Okay, great. Thank you.
Our next question comes from the line of Steve Wardell with Chardan Capital Markets. Your line is open.
Hey, guys. I was wondering if you
can talk about what you're hearing from buyers. It's early in the selling season. We'd love to hear about trends from the different categories of buyers, large employers, small, medium employers, carriers, others?
What we're hearing from them in terms of demand, in terms of products? Give me a little bit more guidance so I can answer your question directly.
Sure. Do you think that demand this year is as strong or more strong or less strong than this time in prior years? And are you seeing demand for multiple products in your category? And are you seeing a commitment toward educating their end users about the product?
Yes. So I would say demand is consistent with previous with last year at the large end of the market, meaning at the employer large employer health plan sector. We're starting quite frankly to see some employers to come coming sorry some health plans especially coming to us who may have selected a lower priced alternative before and are realizing that they're not getting the value out of it and are revisiting their choice. So that's different this year than it was last year at this time. And then the small end of the market is picking up substantially.
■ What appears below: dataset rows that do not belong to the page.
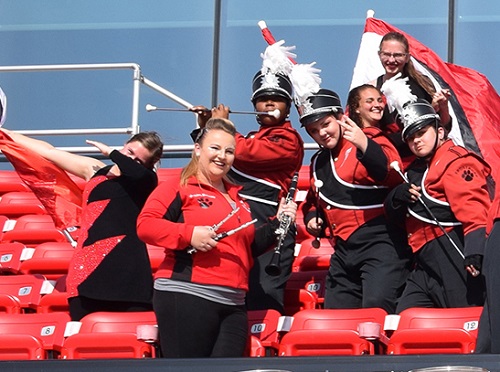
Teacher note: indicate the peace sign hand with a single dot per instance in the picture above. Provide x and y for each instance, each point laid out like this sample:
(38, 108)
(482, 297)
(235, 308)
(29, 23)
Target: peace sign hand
(353, 133)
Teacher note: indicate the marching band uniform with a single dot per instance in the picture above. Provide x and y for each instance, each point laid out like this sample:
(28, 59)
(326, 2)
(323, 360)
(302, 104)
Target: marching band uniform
(453, 187)
(371, 258)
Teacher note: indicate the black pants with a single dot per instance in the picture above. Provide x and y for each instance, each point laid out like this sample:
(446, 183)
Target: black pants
(440, 279)
(488, 338)
(267, 291)
(192, 327)
(369, 269)
(80, 306)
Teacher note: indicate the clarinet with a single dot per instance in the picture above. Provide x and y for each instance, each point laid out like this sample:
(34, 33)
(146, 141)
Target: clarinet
(274, 268)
That's been a market segment that's been later to develop and so demand is higher now than it was at this time last year. And then the last part of your question, we're definitely seeing more interest in a broader array of services from us. I think the consultants are getting smarter among the large employer benefit consultants about the opportunity for us to impact a wider array of consumers and that they can get sort of an all in one solution. So I think that there is a lot of interest there that wasn't there last year, particularly with respect to the behavioral market.
Great. Thank you.
And our next question comes from the line of Matt Hewitt with Craig Hallum Capital. Your line is now open.
Good afternoon, gentlemen. Most of my questions have been answered. Just one, I guess this is maybe a little bit forward thinking, but with the relationship with Kinsa, are you seeing or is there opportunities to expand into more of the remote monitoring market where you could either partnership or provide your own technology and kind of expand your opportunity there? Thank you.
Sure, Matt.
So we look at the remote monitoring space quite a bit. I would say our first step into that is not exactly remote monitoring, but we did a partnership with CareCentrix around the home care space where a home care nurse can bring one of our physicians into the home virtually to help assess a patient. We did Kinsa specifically because it's highly practical, very useful for the consumer, will drive engagement which is a clear goal of ours. And it's an affordable, approachable technology for the head of household who's really frequently making the decision which is the female head of household. So that was that has proven to be a very attractive partnership.
Remote monitoring gets to the next level of clinical integration. And so we're starting to talk to some hospital systems primarily about what they're doing and how we could be helpful to them. But it's not I wouldn't call it immediate on our product roadmap. So it's a little further out relative to the next, let's say, 9 to 12 months.
Very good. Thank you.
Thanks, Matt.
And there are no further questions.
Thank you for participating in today's call. We look forward to updating you on our progress in May. And as always, you can reach out to Jisoo Se with any follow-up questions.